Pour son premier roman, Kate Colquhoun s’empare d’un fait divers qui a défrayé la chronique à Londres en 1864 : l’assassinat d’un banquier à bord d’un train. Avec beaucoup de talent, elle tire de ce simple événement un roman riche et haletant qui se révèle bien plus ambitieux qu’un simple roman policier.

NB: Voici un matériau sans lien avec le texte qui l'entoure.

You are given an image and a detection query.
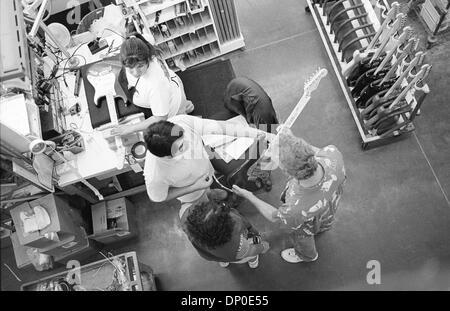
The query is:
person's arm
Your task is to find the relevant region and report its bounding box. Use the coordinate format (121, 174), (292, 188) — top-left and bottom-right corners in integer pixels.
(147, 174), (213, 202)
(233, 185), (277, 222)
(111, 116), (167, 136)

Londres, le 9 juillet 1864, vers 22 h, Benjamin Ames, le chef du train qui relie le centre de Londres à sa banlieue, découvre avec effroi et stupéfaction un compartiment de 1ère classe entièrement ensanglanté. à son bord sont retrouvés un chapeau, une canne et un sac mais point de corps. Celui d’un banquier d’une trentaine d’années gît en revanche près des voies un peu plus en amont. Les meilleurs détectives de Scotland Yard, Richard Tanner et Frederick Williamson, sont chargés de retrouver l’assassin de ce crime ignoble dont s’empare très vite la presse populaire anglaise friande de ce genre d’événements qui font, depuis 1820, sa fortune, grâce notamment aux romans-feuilletons de Dickens ou encore Wilkie Collins. Et c’est bientôt une pression populaire qui se fait entendre à travers les médias, relayant la peur de l’insécurité dans les transports ferroviaires, la colère face au temps nécessaire pour retrouver le coupable et les avis divers et variés sur les différentes parties de l’enquête, de la collecte d’indices en passant par la personnalité du suspect, jusqu’à la peine encourue par l’assassin lors de son procès.

 

C’est avec beaucoup de suspense et de plaisir qu’on assiste aux différentes phases de l’enquête : la découverte du crime, la collecte d’indices, la révélation du suspect et sa traque entre Londres et New York où celui-ci a pris place à bord d’un ferry quelques jours après le crime, les témoignages de ceux qui l’ont connu, permettant de révéler sa personnalité et enfin le procès. Cependant, à la lecture du livre, on se rend bien vite compte qu’on est face à bien plus qu’un simple roman policier. Extrêmement bien documentée sur l’histoire et les mœurs de l’Angleterre victorienne, Kate Colquhoun met ainsi en lumière les débats qui soulevaient la société de cette époque. C’est la réputation des détectives de Scotland Yard qui est primordiale et non l’enquête en soi, réputation mise à mal par de récents échecs dans différentes enquêtes. Il ne s’agit plus alors de trouver et condamner « le meurtrier véritable » mais plutôt de savoir qui aurait pu commettre ce crime et de faire concorder les indices, quitte à éloigner quelques témoins ou indices contradictoires, pour inculper ce suspect idoine. Celui-ci, Franz Müller, un jeune tailleur allemand, semble correspondre aux critères attendus par la population et la presse, car l’auteur de ce crime ne doit pas être un concitoyen mais bien un étranger. Or, en 1864, le climat entre l’Angleterre et l’Allemagne est plutôt hostile, un suspect allemand devient dès lors idéal. Une fois celui-ci trouvé, traqué et interpellé, il ne reste plus qu’à « monter » l’affaire pour la faire tenir devant le tribunal. La population enfin rassérénée, c’est un autre débat qui s’ouvre dans les colonnes de la presse, celui entre abolitionnistes et défenseurs de la peine capitale. Kate Colquhoun ne nous épargne rien dans ce roman dense et passionnant qui transcende les codes du genre pour aboutir à une peinture foisonnante du Londres victorien.